排卵日を意識して生活はしていたが、旅行中にゴムを忘れてしまい、性行為を及んだという思い当たる節はあった。世間では、デキ婚はふしだらだとか、順番がおかしいとか、マイナスな印象が強い。でも、その時は正直、この人となら妊娠しても大丈夫、という謎の根拠があった。正直なところ、順番はどうでも良かった。好き同士で一緒にいるんだから、順番になぜ囚われるのかと。男女関係、結婚している者同士と同じ。未来をともにする覚悟があるなら、順番に囚われず愛しあって何が悪いのかと。
(今でも、この考えを否定するつもりはない。ただ日本の行政手続き上、デキ婚はとんでもなく書類整理や事務作業が面倒くさいことを後に知る事になる)
ゴールデンウィークに彼氏を親戚のバーベキューに招待し、家族に紹介していた。
うちはサマーウォーズ並に親戚が多く、交流も多い。親戚や従兄弟に馴染んでいた彼氏を見て、心の底から大丈夫だと安心したこともあった。体操のインストラクターをしている彼は、子供と関わることが多く、扱いもうまい。親戚のちびっ子達と遊ぶ彼は、良い父親になるだろうと確信もした。

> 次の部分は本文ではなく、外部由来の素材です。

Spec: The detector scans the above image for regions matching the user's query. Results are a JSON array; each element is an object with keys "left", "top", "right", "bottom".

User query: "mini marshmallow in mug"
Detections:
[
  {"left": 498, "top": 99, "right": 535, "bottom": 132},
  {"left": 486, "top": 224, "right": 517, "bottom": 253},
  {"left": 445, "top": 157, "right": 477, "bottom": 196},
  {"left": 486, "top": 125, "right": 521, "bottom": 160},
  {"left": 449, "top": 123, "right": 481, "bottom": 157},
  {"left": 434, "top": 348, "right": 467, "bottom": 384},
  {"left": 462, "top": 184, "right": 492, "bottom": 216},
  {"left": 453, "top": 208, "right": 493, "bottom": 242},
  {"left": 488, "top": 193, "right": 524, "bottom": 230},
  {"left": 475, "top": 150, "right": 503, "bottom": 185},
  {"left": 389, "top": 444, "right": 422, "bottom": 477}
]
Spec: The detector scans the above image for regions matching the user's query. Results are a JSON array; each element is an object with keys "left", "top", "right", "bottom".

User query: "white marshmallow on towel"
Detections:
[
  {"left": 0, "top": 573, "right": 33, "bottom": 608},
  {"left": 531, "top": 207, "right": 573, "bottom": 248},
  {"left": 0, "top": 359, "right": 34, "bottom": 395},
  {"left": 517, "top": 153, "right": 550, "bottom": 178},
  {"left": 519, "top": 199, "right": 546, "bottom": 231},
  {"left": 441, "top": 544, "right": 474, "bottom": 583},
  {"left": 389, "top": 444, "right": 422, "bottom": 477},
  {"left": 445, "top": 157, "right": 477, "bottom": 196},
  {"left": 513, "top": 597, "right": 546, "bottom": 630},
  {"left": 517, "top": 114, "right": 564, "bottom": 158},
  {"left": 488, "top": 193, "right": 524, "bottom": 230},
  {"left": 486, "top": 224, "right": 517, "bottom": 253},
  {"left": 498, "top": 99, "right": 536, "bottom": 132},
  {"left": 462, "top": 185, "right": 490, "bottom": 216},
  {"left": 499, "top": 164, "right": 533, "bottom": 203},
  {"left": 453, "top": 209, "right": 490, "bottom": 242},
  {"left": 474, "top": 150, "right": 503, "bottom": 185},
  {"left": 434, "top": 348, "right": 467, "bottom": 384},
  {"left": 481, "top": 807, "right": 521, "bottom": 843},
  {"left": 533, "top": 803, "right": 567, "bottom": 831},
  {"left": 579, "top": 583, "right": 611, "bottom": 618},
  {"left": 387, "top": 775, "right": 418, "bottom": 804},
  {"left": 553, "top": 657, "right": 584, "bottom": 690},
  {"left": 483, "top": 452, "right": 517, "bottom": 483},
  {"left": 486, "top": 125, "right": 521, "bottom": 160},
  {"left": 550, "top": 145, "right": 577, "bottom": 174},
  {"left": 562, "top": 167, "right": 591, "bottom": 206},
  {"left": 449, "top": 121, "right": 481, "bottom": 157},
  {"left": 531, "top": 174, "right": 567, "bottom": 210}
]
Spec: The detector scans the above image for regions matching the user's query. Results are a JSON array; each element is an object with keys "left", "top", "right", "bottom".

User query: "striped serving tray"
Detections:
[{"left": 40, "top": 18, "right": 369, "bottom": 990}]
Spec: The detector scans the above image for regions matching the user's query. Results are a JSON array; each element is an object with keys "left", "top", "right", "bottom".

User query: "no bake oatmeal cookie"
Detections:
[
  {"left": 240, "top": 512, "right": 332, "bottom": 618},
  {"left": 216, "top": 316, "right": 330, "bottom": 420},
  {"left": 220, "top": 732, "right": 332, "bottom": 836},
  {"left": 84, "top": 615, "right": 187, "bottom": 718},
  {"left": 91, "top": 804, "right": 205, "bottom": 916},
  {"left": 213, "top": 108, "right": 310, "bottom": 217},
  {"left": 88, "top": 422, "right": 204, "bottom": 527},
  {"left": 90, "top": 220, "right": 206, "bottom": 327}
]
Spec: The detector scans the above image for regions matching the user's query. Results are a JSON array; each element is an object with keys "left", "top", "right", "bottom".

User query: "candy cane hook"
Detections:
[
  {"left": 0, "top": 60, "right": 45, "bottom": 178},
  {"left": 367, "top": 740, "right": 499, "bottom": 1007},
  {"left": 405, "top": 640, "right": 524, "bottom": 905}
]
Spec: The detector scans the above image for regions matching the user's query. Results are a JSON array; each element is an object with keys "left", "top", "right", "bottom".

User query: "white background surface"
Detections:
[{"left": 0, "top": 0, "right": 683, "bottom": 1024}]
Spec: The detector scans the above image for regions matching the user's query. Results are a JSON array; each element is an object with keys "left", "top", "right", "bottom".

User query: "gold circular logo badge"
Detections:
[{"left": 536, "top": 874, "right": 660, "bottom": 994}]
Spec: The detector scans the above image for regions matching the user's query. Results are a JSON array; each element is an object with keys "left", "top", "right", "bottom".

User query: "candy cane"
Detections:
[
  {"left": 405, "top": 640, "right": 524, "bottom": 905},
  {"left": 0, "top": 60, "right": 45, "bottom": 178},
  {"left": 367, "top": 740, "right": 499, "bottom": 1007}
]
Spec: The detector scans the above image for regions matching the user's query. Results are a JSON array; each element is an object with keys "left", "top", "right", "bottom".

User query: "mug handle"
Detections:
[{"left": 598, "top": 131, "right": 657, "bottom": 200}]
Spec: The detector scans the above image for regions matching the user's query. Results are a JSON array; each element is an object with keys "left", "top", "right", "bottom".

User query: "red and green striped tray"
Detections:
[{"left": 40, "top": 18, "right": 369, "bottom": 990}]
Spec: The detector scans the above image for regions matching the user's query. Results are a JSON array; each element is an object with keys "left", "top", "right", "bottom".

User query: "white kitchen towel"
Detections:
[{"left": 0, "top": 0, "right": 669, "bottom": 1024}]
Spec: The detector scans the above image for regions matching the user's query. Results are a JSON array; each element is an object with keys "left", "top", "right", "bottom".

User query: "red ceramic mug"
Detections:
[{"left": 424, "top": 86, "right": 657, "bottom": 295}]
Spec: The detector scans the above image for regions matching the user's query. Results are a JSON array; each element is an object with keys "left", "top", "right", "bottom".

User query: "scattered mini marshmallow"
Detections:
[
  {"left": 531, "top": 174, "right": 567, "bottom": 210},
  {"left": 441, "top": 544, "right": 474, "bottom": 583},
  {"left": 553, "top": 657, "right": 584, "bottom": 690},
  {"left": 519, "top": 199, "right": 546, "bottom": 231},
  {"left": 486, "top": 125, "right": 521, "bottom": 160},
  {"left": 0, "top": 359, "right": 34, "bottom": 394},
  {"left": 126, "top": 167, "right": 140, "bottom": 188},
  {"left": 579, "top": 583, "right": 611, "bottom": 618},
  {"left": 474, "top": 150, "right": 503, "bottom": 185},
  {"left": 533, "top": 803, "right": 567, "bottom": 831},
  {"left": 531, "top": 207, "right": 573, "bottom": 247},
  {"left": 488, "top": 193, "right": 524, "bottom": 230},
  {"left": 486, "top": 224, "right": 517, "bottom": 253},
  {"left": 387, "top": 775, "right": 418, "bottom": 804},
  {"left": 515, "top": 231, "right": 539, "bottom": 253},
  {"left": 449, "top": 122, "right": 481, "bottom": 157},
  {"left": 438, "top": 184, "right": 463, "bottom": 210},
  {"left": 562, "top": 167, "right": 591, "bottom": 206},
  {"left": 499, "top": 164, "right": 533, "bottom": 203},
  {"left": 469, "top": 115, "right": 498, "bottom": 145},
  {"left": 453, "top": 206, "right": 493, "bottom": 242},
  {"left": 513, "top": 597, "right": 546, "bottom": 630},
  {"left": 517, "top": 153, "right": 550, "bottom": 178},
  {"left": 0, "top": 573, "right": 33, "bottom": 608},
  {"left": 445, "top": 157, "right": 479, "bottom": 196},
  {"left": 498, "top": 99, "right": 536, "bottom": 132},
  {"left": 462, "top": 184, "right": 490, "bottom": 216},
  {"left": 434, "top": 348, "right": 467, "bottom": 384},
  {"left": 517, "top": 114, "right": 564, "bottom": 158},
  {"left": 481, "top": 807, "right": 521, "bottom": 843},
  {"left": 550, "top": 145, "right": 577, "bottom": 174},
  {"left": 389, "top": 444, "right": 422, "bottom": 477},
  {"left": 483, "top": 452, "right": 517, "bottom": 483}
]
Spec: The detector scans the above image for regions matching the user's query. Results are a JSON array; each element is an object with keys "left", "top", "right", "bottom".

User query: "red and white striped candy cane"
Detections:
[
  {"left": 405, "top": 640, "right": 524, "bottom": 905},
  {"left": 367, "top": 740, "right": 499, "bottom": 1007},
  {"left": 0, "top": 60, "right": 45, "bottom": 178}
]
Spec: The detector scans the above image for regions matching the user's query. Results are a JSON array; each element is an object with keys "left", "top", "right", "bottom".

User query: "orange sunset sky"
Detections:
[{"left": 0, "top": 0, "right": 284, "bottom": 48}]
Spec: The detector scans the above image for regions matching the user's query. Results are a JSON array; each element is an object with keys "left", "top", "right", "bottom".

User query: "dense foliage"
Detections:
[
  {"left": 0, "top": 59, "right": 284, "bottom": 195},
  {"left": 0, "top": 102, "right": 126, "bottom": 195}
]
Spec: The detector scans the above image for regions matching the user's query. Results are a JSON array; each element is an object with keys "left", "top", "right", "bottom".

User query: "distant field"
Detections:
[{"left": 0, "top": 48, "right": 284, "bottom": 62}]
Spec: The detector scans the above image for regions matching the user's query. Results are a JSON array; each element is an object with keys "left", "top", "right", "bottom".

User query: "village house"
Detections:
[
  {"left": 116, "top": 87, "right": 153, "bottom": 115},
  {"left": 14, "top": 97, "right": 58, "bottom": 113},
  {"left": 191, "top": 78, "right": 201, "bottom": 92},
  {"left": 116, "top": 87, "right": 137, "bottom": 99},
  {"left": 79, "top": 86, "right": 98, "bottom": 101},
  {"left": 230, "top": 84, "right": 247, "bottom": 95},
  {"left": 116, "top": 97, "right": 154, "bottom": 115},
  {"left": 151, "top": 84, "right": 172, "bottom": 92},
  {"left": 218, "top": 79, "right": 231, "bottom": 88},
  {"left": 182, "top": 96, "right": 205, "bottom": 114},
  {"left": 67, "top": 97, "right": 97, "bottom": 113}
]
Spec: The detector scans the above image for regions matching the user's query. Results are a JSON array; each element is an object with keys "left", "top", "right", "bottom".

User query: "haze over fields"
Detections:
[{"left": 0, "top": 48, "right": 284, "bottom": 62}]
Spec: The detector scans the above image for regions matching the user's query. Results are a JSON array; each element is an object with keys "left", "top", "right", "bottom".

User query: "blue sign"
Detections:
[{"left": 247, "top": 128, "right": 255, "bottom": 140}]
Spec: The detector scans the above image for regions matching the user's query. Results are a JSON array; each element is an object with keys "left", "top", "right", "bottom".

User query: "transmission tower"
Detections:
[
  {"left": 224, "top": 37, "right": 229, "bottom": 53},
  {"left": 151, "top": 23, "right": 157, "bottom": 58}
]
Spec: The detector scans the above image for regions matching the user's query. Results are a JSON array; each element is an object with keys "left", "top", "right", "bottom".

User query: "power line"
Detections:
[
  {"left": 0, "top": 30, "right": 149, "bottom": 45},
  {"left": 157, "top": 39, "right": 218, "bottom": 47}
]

そんな仕事から帰ってきた彼にすぐキットを見せながら「妊娠した」と報告。
「おお!」の一言。
意外とあっさりした反応だな、と思えば
「俺もついに父親になるのか」とニヤケた顔。
私は「順番逆になっちゃったね」と笑いつつ、彼の手をお腹にあててもらった。人より脂肪が厚めの私。すでに多少ぽっこりしているお腹を、彼は優しく撫でてくれた。
この瞬間から、私達は夫婦になったと思った。
私は妻へ。彼は夫へ。
この瞬間から、私は母親になり、彼は父親になったと思った。
それぐらい、あの日の喜びは忘れない。
それぐらい、幸せな瞬間だった。